Cela évoque le supplice de Tantale dans la mythologie grecque : le damné affligé d’une soif ardente jeté dans une mare d’eau; chaque fois qu’il se penche pour s’abreuver, l’eau fuit, inaccessible. Mais il y a encore de l’espoir dans la condition de Tantale : il existe une réponse à sa soif, même si elle lui est constamment refusée. Dans le lieu où j’ai été projeté, tout espoir était aboli : j’avais soif – et l’eau n’existait pas! Je ne peux dire la terreur maniaque qui s’est emparée de moi. Des hurlements déments ont surgi et, lentement, j’ai pris conscience que ces cris surhumains venaient de moi. Ce sont eux qui ont déclenché le retour de cet enfer, un lieu bien plus horrible que l’enfer décrit par Dante dans La Divine Comédie. Cependant, un trait reliait ma vision et celle de Dante, un trait exprimé dans l’injonction que Dante affiche au-dessus de la porte de son Enfer : « Oublie tout espoir, toi qui entres ici ».
L’enfer ultime, le voici : l’abolition de tout espoir. Un désir irrépressible nous habite, mais cela qu’il veut embrasser n’existe même pas. Le désir est sans espoir. La soif du désir inextinguible n’a pas de réponse. À présent, voici le ciel : la réponse définitive à l’espoir, la soif du désir totalement désaltérée. Sur Terre, nous sommes dans une zone intermédiaire : l’espoir est possible, le désir peut entretenir l’espoir d’être rassasié - et il peut être rassasié par les objets du monde - mais que partiellement. Il y a toujours une part du désir, sa part la plus impondérable, que les objets du monde ne peuvent satisfaire. En même temps, nous n’avons pas le choix : le désir est inévitable, la soif, incontournable. L’athée conclut, comme Sartre, que l’homme est une passion inutile, comme Camus, que la quête de sens est absurde.
Mes expériences à caractère mystique entraînent deux autres réflexions. Dans la course des désirs, une chose se tisse à laquelle nous ne faisons pas attention : nous érigeons l’idole de l’accomplissement de notre désir, et cette idole, c’est nous-mêmes. Étonnamment, le matérialiste ne tient pas particulièrement à l’objet de son désir; cet objet est seulement l’effigie de sa réussite toujours anticipée, jamais accomplie. Il croit détenir une fortune personnelle, mais jamais elle ne le confirme entièrement. D’ailleurs, l’argent n’est-il pas une pure notion abstraite d’échange? Or, cette thésaurisation est aussi une effigie. Mais l’effigie de quoi? De l’idole de lui-même qu’il cherche toujours à incarner, à être, de façon à être enfin –enfin! – affirmé.
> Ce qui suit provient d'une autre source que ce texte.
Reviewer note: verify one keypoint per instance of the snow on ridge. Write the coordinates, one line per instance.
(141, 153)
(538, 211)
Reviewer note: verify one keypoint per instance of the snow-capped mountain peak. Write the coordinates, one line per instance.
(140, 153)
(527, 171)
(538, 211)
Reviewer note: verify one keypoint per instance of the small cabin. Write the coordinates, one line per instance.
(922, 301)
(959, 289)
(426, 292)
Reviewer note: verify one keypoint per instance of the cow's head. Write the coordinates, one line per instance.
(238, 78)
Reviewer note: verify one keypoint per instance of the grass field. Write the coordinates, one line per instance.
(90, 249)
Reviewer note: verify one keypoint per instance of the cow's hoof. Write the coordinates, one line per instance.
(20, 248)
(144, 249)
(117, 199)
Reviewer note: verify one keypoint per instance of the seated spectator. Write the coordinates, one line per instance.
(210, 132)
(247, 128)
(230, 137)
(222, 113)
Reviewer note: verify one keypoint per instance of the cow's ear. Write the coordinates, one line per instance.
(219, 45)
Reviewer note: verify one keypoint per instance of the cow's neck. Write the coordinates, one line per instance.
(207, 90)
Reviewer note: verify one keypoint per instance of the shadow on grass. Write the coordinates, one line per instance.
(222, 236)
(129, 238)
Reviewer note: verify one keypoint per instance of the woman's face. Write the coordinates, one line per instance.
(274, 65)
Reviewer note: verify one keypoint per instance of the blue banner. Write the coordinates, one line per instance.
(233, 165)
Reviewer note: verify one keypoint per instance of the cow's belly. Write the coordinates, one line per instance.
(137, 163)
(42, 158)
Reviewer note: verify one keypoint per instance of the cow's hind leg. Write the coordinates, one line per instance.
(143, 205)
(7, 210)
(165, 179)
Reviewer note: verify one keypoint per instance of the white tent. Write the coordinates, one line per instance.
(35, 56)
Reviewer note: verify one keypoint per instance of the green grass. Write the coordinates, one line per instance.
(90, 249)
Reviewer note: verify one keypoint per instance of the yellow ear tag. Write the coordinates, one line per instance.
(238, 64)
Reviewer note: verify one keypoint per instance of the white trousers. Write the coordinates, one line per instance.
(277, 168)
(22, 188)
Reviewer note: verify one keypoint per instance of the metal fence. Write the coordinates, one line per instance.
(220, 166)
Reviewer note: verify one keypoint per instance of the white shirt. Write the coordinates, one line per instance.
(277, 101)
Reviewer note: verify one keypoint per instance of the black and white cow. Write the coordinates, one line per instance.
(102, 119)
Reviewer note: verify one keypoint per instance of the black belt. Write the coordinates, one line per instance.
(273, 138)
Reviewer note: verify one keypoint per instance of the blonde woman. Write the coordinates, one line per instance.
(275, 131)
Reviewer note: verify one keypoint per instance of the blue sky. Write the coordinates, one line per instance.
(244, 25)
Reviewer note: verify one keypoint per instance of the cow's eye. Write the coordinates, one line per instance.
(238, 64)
Voilà la faute originelle, celle qui a valu à l’humanité d’être expulsée du paradis : le narcissisme. Nous avons choisi de détourner notre regard de Dieu et de nous contempler nous-mêmes et nos œuvres.
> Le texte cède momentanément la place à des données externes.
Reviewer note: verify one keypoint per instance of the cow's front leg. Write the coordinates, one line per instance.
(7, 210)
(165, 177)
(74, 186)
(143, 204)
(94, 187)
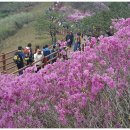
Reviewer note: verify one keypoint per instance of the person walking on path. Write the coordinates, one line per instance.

Dans la Bible, il vaut la peine de se rappeler que la faute qui surpasse toutes les autres est l’idolâtrie, l’adoration des faux dieux. Or, voici qu’on peut dessiner un sens plus profond de l’idolâtrie : ce n’est pas l’adoration du veau d’or ou des divinités inférieures comme Baal ou Jupiter, c’est l’adoration de l’image idéalisée de soi-même que cherche incessamment à fixer le désir, qu’il s’agisse d’une statue d’entrepreneur, d’artiste, d’intellectuel, de sportif, de politicien, etc. Voilà la faute originelle, celle qui a valu à l’humanité d’être expulsée du paradis : le narcissisme. Nous avons choisi de détourner notre regard de Dieu et de nous contempler nous-mêmes et nos œuvres.
L’idolâtre cherche à être l’objet de son désir. Poursuite fondamentalement vouée à l’échec. Car l’humain n’est pas. Il existe, il se tient hors (selon l’étymologie latine : « ex stare »). Se tenant hors des choses, le désir nous conduit sans cesse à chercher à être l’objet qu’il vise. Poursuite dérisoire et absurde. Or, seul Dieu est. Atteindre à l’être, c’est atteindre à l’étreinte de Dieu. C’est le paradis.
S’agit-il de jeter le discrédit sur le désir? Certes non. Sans désir, il n’y a plus de vie. Mais toute la vie spirituelle consiste en ceci : déplacer notre regard de soi-même, de l’idole, vers le seul Dieu. Pour demeurer dans la logique du désir, il s’agit de cerner et de mettre en lumière le Désir du désir, le seul Désir qu’a toujours poursuivi et que poursuivra toujours le désir : Dieu.